I went nude this weekend. I needed to banish my emotional burdens and strip down to my source. When I soak in the hot springs in Calistoga, the water takes off more than just a layer of my skin; it lets me be around other naked bodies without judgment, something that didn’t always come naturally. In fact, I still wrap a sarong around me when I strip down in the co-ed changing room out of habit. By the time I step into the Warm Pool, or emerge from the Hot Pool, I’ve let it all go. I splash down the stairs as if I own the place, or at the very least, my body.

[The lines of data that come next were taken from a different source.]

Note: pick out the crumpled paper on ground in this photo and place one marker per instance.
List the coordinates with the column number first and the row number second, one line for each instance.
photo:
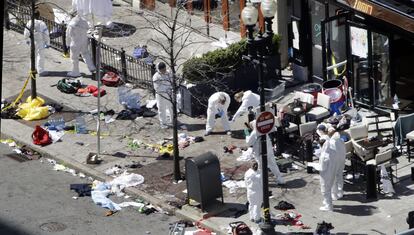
column 125, row 180
column 33, row 109
column 100, row 195
column 386, row 182
column 246, row 155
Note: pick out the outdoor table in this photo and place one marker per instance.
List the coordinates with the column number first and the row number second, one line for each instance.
column 388, row 104
column 371, row 172
column 373, row 144
column 296, row 112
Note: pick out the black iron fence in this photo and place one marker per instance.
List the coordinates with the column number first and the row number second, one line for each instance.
column 136, row 71
column 128, row 1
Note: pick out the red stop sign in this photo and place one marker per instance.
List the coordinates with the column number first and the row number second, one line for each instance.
column 265, row 122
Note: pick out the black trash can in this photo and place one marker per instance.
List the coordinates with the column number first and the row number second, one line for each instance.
column 371, row 181
column 203, row 179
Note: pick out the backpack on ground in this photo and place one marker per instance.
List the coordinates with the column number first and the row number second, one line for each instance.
column 240, row 228
column 69, row 87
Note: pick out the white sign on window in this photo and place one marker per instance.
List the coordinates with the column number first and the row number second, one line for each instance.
column 295, row 30
column 359, row 42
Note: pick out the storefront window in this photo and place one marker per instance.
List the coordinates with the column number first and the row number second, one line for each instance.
column 381, row 66
column 317, row 15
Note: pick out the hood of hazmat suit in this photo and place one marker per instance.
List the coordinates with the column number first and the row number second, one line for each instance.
column 162, row 82
column 41, row 33
column 249, row 99
column 214, row 102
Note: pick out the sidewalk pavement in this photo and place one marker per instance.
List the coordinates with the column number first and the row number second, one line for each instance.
column 127, row 20
column 352, row 214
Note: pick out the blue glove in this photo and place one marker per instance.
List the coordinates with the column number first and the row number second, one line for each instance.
column 246, row 132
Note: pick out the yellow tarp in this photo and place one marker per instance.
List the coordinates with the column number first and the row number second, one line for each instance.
column 33, row 109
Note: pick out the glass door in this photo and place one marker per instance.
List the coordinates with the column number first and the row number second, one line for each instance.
column 371, row 66
column 352, row 50
column 335, row 47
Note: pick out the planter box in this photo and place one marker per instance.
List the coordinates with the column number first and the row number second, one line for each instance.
column 194, row 100
column 272, row 93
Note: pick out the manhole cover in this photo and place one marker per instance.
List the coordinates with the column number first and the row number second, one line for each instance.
column 53, row 227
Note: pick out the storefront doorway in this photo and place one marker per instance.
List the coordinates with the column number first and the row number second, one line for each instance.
column 357, row 55
column 403, row 54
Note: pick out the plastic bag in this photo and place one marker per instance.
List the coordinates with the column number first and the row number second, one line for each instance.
column 32, row 110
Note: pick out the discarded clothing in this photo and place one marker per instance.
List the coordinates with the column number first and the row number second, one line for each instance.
column 82, row 189
column 33, row 109
column 100, row 197
column 167, row 149
column 246, row 155
column 283, row 205
column 127, row 115
column 323, row 228
column 127, row 180
column 229, row 149
column 41, row 136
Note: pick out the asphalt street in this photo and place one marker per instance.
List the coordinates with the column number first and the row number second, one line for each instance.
column 35, row 199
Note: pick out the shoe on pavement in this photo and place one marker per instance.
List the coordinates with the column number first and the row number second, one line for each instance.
column 44, row 73
column 74, row 75
column 326, row 208
column 280, row 181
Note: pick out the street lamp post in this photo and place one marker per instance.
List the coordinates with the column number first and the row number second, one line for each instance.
column 258, row 48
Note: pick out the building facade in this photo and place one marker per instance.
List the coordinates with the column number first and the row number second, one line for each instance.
column 370, row 42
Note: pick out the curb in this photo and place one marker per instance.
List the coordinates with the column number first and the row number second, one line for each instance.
column 192, row 216
column 170, row 210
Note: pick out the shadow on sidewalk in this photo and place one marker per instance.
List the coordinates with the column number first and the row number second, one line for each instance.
column 11, row 229
column 357, row 210
column 119, row 30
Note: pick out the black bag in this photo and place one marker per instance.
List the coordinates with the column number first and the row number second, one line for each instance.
column 284, row 205
column 240, row 228
column 69, row 87
column 323, row 228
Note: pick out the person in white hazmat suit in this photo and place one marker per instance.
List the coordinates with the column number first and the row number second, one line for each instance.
column 162, row 80
column 77, row 39
column 247, row 99
column 42, row 41
column 94, row 11
column 254, row 186
column 340, row 158
column 218, row 103
column 328, row 168
column 254, row 140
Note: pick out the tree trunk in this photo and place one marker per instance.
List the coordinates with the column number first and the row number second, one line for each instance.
column 32, row 53
column 177, row 173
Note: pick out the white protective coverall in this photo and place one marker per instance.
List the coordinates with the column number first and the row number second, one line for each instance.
column 214, row 107
column 254, row 186
column 340, row 156
column 94, row 11
column 77, row 38
column 163, row 89
column 328, row 171
column 42, row 40
column 254, row 140
column 249, row 99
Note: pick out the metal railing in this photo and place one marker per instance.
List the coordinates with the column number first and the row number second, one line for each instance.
column 136, row 71
column 128, row 1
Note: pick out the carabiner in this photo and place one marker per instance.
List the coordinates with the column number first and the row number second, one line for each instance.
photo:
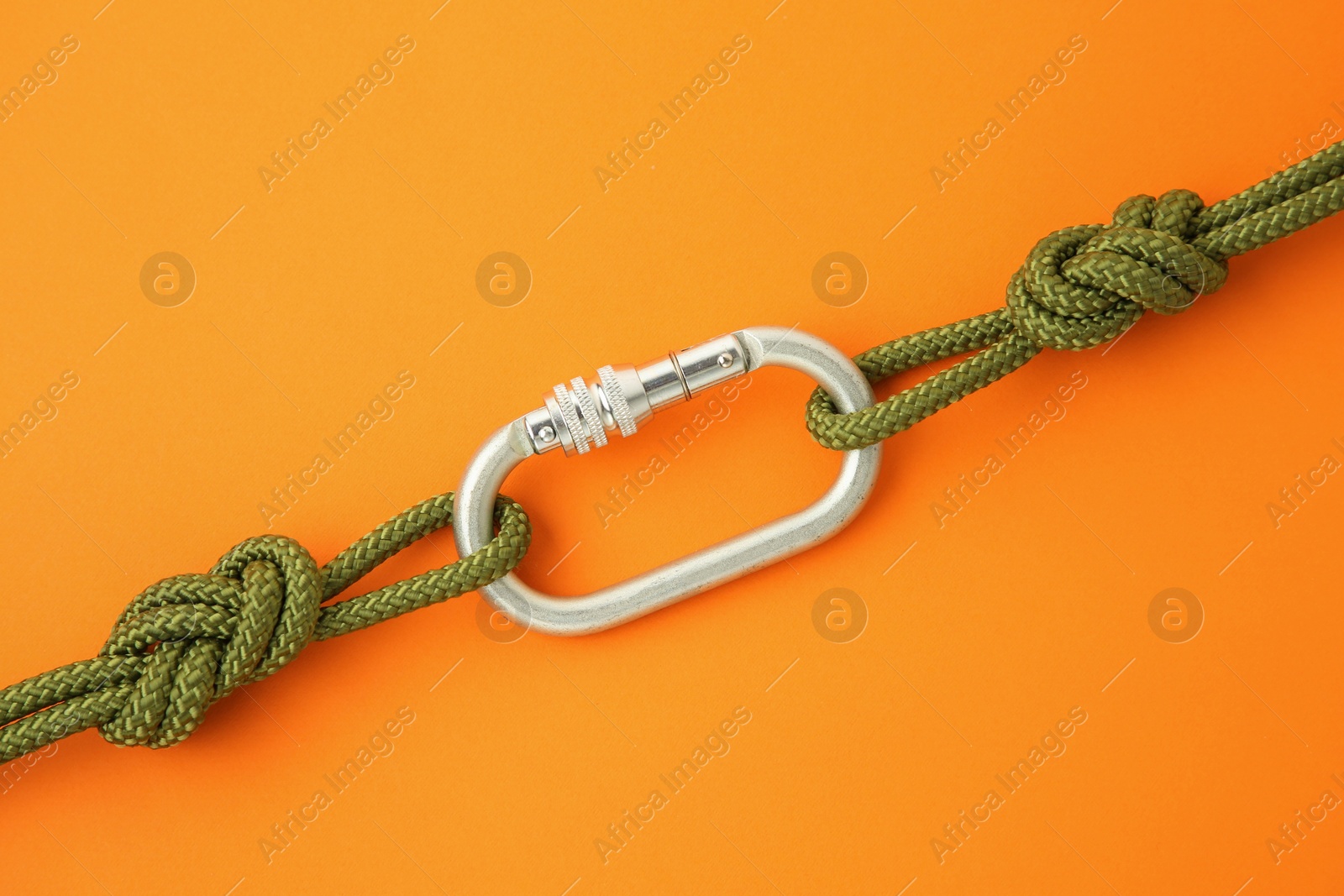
column 580, row 416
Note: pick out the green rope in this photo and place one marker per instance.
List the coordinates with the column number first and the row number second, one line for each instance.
column 190, row 640
column 1082, row 286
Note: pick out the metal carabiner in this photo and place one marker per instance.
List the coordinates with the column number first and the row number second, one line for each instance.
column 581, row 414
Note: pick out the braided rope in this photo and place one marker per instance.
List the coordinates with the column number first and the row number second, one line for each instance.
column 192, row 640
column 1082, row 286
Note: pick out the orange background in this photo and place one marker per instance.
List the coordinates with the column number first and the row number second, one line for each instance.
column 1032, row 600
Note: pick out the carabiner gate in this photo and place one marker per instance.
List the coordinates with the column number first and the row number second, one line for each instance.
column 580, row 416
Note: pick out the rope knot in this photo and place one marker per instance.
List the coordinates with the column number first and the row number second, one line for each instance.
column 198, row 637
column 1082, row 286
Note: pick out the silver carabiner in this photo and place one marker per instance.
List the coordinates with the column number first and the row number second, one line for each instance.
column 580, row 416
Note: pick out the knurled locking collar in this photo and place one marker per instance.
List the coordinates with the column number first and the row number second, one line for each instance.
column 577, row 417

Nancy Amanda Redd would have been proud of me. As a twenty-six year old former Miss Virginia, she set out to create a revolution as to how we view our own bodies, and her new book, Body Drama, is a big step in a healthy direction.
As I flipped through Body Drama, which is filled with straight body facts and photos of real women with real bodies, I found a chapter called “Down There,” which has a photographic spread of twenty-four different vulvas. I knew we had to talk.
Nancy, a twenty-six year old from rural Virginia who graduated with honors from Harvard, spoke to me from a publicity tour in New York. She said she knew by twenty-four that no book or magazine in print spoke to who she was.
“Every listing on Craigslist says ‘No Drama,’” she says, and that’s what inspired the title. “I wanted something that was modern that girls could be empowered by, [the word] drama makes it fun. There are different types of body drama. Our society focuses on the physical, but even before the size of my butt, I was having issues with my smell.”
Nancy, who got her period at the young age of ten, didn’t know that the smell she noticed was discharge, because no parent or teacher or mentor had ever told her what discharge was.